Creditors learn of your bankruptcy case when they receive the notice sent by the bankruptcy court shortly after you file. The notice has multiple purposes, including informing creditors that they must stop collection activities and providing important appearance dates and deadlines. You’ll find an example of the notice to creditors on the U.S. Court bankruptcy form page.
The notice informs creditors that the bankruptcy court put an “automatic stay” in place due to your bankruptcy filing. Because of the mailing time involved, if you’re dealing with a time-sensitive matter like foreclosure or eviction, you or your attorney will want to provide a separate written bankruptcy notice by email or fax.
The stay prohibits almost all creditors from initiating or continuing any collection activities against you. With a few exceptions, a creditor owed money can’t call you, send you collection letters, file a lawsuit, or otherwise attempt to collect its debt from you.
Sometimes a creditor can continue collection actions after receiving permission from the bankruptcy court. “Secured creditors,” such as your mortgage or car loan company, often file motions to lift the automatic stay if you’re behind on your loan payments. In Chapter 7, the court will grant the motion if the Chapter 7 trustee can’t sell the property for the benefit of creditors and you can’t demonstrate a right to keep the car.

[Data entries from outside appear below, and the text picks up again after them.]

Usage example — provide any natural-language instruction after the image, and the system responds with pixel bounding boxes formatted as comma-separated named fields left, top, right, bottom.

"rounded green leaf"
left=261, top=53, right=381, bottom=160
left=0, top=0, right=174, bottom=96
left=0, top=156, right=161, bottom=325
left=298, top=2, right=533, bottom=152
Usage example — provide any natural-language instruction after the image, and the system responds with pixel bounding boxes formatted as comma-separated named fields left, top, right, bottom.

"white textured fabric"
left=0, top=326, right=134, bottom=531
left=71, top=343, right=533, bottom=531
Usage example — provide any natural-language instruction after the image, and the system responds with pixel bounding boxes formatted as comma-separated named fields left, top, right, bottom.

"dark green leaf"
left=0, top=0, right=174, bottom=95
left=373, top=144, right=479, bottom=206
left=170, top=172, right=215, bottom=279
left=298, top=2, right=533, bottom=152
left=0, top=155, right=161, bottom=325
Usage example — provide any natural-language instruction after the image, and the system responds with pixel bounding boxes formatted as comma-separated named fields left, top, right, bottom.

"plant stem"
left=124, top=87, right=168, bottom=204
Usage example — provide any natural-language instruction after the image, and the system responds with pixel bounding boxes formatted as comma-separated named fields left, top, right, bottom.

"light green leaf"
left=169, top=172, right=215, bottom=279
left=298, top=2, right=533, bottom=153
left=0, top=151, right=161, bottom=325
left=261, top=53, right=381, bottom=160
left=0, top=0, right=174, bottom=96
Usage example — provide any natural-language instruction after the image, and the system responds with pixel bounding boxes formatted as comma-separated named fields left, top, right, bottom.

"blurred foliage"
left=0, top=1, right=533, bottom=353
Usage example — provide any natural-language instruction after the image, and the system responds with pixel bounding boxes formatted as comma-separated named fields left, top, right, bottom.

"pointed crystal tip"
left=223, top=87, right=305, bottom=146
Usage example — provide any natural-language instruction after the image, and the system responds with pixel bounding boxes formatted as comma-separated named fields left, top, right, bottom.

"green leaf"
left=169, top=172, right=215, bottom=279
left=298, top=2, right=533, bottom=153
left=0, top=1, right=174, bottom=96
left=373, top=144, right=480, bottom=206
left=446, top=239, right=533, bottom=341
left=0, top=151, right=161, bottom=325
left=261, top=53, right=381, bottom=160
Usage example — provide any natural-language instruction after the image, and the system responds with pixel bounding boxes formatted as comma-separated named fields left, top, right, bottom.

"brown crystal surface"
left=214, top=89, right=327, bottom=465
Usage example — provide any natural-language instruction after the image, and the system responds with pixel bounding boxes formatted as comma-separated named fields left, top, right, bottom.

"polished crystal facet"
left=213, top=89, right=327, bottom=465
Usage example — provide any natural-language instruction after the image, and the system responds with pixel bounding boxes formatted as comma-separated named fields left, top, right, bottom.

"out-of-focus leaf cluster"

It’s also common for bankruptcy courts to lift the automatic stay in eviction and fraud cases.
Bankruptcy doesn't provide much protection against eviction. In fraud matters, the bankruptcy court must determine whether the debt should be declared “nondischargeable” and remain the debtor's responsibility to pay. If significant fraud litigation has already occurred in state court, the bankruptcy court will allow the state case to conclude and adopt the outcome instead of requiring the litigants to start again in bankruptcy court.

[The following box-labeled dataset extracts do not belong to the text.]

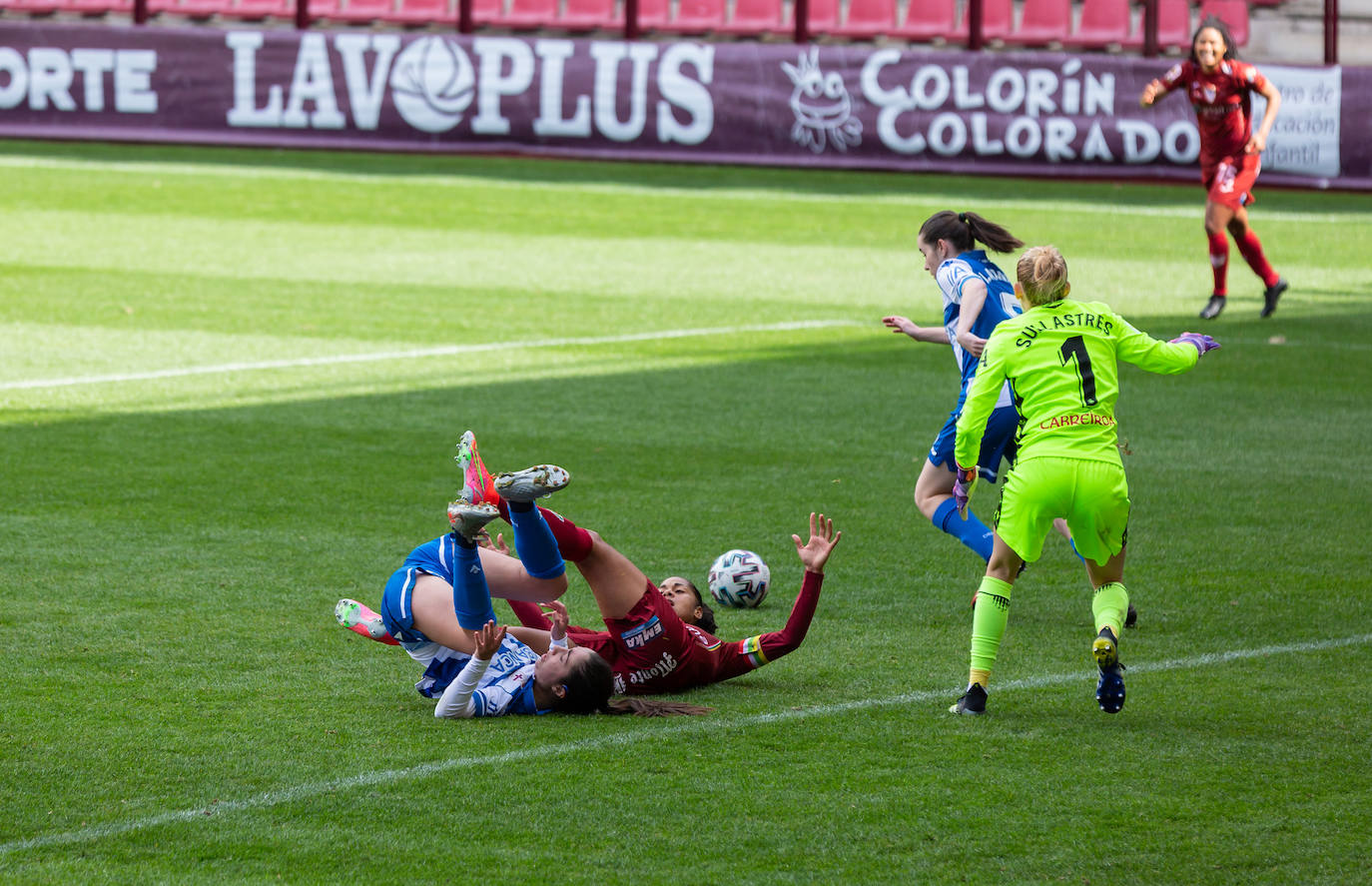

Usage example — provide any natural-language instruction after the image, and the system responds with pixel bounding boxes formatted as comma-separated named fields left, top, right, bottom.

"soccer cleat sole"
left=1090, top=636, right=1125, bottom=713
left=1096, top=665, right=1125, bottom=713
left=447, top=499, right=501, bottom=541
left=495, top=464, right=572, bottom=502
left=1258, top=279, right=1291, bottom=317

When money is available to distribute—which isn’t always the case in Chapter 7—the bankruptcy notice will include a deadline by which the creditor must file a proof of claim. Funds are typically available in “asset” Chapter 7 cases, as opposed to “no-asset” cases, and Chapter 13 matters. The creditor will include the amount and type of debt on the proof of claim form, along with a contract or other supporting evidence.

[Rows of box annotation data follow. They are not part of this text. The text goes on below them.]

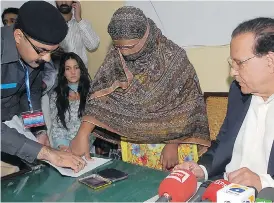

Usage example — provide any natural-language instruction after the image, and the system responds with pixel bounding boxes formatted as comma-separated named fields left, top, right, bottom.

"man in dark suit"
left=175, top=18, right=274, bottom=191
left=1, top=1, right=86, bottom=172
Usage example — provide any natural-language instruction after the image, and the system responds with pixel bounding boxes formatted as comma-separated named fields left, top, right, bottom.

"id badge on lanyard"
left=19, top=60, right=45, bottom=128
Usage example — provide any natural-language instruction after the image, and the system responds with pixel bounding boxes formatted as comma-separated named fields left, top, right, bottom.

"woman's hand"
left=161, top=144, right=179, bottom=170
left=70, top=134, right=91, bottom=160
left=58, top=145, right=71, bottom=152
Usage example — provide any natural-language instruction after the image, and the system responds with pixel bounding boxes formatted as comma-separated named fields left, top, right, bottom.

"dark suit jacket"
left=1, top=27, right=43, bottom=162
left=198, top=81, right=274, bottom=178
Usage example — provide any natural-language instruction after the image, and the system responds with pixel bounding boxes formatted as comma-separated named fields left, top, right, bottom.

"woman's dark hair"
left=1, top=7, right=19, bottom=24
left=55, top=52, right=91, bottom=129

After reviewing the claims, the trustee will distribute the funds according to the priority bankruptcy claim rules. The priority rules dictate that attorneys’ fees, domestic support obligations, and recent taxes go to the front of the line. Debts without priority standing, such as credit card balances, medical bills, and personal loans, share in whatever funds remain.
The bankruptcy notice tells creditors the time and location of your “meeting of creditors or 341 hearing” that every bankruptcy debtor must attend. The hearing allows the bankruptcy trustee and creditors to examine your financial affairs under oath.
Despite its name, creditors rarely attend. Creditors can review your bankruptcy petition and schedules when you file your case. Unless a creditor believes that you are hiding assets or lying on your bankruptcy papers, a creditor won’t have much to gain from attending the 341 hearing.
Learn more about the trustee and bankruptcy hearings.
A creditor who doesn’t want the bankruptcy court to discharge your debt must file an adversary proceeding (a lawsuit) in bankruptcy and prove why the court shouldn't discharge the debt. Most creditor objections to a bankruptcy discharge involve luxury charges and payday loans incurred soon before the bankruptcy filing or debts obtained through misrepresentation, fraud, or false pretenses.
The laws and procedures involving objections to discharge and adversary proceedings are complicated. As a result, if you are facing an objection to discharge, consider talking to a knowledgeable bankruptcy attorney in your area to discuss your options.